Alcuni sono libri rigorosi della storia dell’Ordine, altri sono scritti solo per gratificare il desiderio di esoterismo dei lettori, inventandosi di sana pianta i fatti. Spesso anche la televisione ha trasmesso programmi che esaltano l’esoterismo dei Templari, senza chiedersi chi fossero veramente questi monaci, dimenticando volutamente la storia ed il periodo in cui crebbe tale Ordine.
Esaminando i centocinquanta anni circa di tale Ordine, vediamo che i componenti erano costituiti per la quasi totalità dai figli cadetti di nobili provenienti soprattutto dalla Francia.

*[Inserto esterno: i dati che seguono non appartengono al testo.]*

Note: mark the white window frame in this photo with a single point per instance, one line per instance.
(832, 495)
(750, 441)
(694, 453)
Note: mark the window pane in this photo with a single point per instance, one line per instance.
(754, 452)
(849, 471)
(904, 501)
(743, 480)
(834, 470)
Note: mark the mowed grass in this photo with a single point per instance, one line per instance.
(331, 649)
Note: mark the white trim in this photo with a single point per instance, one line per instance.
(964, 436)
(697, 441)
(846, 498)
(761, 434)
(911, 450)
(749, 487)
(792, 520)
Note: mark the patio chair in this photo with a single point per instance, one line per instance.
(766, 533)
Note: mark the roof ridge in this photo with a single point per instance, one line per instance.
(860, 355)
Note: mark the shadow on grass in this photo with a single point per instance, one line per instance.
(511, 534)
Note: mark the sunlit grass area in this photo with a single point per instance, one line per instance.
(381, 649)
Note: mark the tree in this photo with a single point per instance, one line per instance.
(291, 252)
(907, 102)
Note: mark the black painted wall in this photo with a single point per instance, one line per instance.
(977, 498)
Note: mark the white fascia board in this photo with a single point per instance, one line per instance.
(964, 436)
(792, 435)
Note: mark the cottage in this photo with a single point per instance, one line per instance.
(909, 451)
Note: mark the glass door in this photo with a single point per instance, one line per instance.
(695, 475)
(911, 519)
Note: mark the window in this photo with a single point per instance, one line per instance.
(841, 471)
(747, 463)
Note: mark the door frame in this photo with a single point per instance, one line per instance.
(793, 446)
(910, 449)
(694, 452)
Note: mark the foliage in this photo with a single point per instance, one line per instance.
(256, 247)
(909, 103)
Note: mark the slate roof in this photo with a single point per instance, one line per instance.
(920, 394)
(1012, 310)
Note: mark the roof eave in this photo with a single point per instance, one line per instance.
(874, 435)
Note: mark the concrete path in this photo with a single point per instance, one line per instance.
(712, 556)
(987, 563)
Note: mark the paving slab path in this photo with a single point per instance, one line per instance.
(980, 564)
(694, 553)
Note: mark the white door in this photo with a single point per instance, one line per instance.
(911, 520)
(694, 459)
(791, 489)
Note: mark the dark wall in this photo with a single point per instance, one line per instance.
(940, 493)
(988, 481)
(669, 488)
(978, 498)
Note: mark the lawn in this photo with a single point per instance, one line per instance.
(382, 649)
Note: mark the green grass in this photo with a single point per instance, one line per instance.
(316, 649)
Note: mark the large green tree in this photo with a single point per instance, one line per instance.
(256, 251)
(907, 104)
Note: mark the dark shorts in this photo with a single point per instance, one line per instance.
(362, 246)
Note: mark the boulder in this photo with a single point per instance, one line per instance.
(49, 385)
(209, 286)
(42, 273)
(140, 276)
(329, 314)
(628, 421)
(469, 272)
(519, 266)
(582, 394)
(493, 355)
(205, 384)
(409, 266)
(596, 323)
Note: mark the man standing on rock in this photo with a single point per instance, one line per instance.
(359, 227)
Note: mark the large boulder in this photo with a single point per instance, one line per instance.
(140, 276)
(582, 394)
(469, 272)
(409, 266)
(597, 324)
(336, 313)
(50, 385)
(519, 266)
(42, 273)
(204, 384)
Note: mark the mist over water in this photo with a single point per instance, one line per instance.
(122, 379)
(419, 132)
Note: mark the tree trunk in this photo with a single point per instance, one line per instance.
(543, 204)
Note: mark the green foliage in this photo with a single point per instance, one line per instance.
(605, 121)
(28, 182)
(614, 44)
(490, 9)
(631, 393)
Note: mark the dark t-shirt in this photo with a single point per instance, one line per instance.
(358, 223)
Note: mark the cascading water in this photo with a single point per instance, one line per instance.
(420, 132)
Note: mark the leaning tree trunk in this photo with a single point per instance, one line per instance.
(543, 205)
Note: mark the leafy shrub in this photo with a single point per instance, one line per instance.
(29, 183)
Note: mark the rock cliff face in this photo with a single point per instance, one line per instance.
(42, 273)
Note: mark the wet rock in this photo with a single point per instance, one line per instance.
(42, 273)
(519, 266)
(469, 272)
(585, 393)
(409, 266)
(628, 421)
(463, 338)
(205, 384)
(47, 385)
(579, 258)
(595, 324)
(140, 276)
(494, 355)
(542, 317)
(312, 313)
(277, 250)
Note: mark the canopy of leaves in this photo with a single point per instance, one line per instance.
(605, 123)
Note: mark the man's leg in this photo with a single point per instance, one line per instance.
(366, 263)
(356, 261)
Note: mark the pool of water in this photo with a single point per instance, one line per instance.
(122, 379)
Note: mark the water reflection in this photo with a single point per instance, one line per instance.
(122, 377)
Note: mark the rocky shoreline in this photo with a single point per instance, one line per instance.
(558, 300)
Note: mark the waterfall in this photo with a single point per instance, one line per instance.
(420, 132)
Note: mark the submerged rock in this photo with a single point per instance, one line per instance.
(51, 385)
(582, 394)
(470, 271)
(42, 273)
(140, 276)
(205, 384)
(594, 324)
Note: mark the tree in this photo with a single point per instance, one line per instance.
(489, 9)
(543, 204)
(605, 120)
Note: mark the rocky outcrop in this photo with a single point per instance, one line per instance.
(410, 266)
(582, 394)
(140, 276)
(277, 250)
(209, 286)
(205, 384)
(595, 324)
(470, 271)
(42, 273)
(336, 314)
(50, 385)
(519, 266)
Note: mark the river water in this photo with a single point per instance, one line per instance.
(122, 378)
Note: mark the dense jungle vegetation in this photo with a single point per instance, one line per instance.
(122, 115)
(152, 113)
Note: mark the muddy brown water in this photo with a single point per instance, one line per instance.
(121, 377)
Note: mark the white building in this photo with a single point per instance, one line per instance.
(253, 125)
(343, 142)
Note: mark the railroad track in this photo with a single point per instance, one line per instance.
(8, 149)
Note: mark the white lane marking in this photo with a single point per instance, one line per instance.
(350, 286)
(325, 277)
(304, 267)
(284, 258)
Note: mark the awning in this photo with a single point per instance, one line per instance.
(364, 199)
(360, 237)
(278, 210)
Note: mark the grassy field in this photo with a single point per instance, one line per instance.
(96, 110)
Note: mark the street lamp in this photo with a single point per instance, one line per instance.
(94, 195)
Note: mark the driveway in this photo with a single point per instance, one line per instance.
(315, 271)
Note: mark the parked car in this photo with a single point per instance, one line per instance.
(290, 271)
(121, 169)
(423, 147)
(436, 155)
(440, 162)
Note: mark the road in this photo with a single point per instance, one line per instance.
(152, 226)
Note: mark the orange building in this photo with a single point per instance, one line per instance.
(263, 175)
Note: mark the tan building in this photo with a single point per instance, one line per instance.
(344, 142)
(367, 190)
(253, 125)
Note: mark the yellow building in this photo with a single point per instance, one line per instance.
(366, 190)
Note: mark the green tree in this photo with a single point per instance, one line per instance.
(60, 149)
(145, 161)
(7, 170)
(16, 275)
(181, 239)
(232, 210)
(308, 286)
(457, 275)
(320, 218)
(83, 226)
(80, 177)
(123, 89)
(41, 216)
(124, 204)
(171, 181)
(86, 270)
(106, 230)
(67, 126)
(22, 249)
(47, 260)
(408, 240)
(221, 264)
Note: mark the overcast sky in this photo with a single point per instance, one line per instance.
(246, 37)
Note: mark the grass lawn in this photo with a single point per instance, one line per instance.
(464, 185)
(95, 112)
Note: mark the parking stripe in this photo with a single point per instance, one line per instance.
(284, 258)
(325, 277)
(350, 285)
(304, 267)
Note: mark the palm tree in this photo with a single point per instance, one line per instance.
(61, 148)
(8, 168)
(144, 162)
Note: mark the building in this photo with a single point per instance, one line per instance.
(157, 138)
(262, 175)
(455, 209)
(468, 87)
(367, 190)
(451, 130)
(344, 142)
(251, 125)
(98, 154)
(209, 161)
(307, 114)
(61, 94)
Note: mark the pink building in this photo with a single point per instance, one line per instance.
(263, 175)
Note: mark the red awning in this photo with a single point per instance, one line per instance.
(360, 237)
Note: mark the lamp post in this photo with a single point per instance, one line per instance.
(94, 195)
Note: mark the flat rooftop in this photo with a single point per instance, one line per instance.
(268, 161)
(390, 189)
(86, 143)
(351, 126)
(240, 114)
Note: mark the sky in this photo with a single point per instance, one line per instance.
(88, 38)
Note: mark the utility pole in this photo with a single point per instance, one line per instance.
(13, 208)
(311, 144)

Questi nobili, addestrati all’uso delle armi, non potevano aspirare alla successione dei feudi paterni in quanto era vigente in tutto l’occidente la legge salica che prevedeva la trasmissione del feudo solo ai primogeniti maschi, per cui, terminato il periodo dei Cavalieri Erranti in cerca di feudi retti da una erede femmina da sposare, i nobili cadetti entrarono nell’Ordine del Tempio di Gerusalemme quali difensori della Cristianità.
La quasi totalità dei Templari era formata da ruvidi guerrieri, bravissimi nel maneggiare le armi, ma, come era normale in quel periodo, analfabeti; la Regola dettata da San Benedetto veniva portata a conoscenza dei Novizi per via orale.
Il compito principale di tale Ordine era la difesa dei pellegrini che si recavano in Terra Santa; successivamente estesero la difesa dei fedeli verso i grandi percorsi di pellegrinaggio: Satiago di Compostela e Roma. Su questi percorsi sorsero le mansioni templari a distanze regolari. Nelle altre mansioni sparse nella Cristianità si provvedeva solo alla raccolta dei fondi da inviare in Terra Santa per garantire ai Monaci-soldati il necessario approvvigionamento di cavalli, armi, viveri.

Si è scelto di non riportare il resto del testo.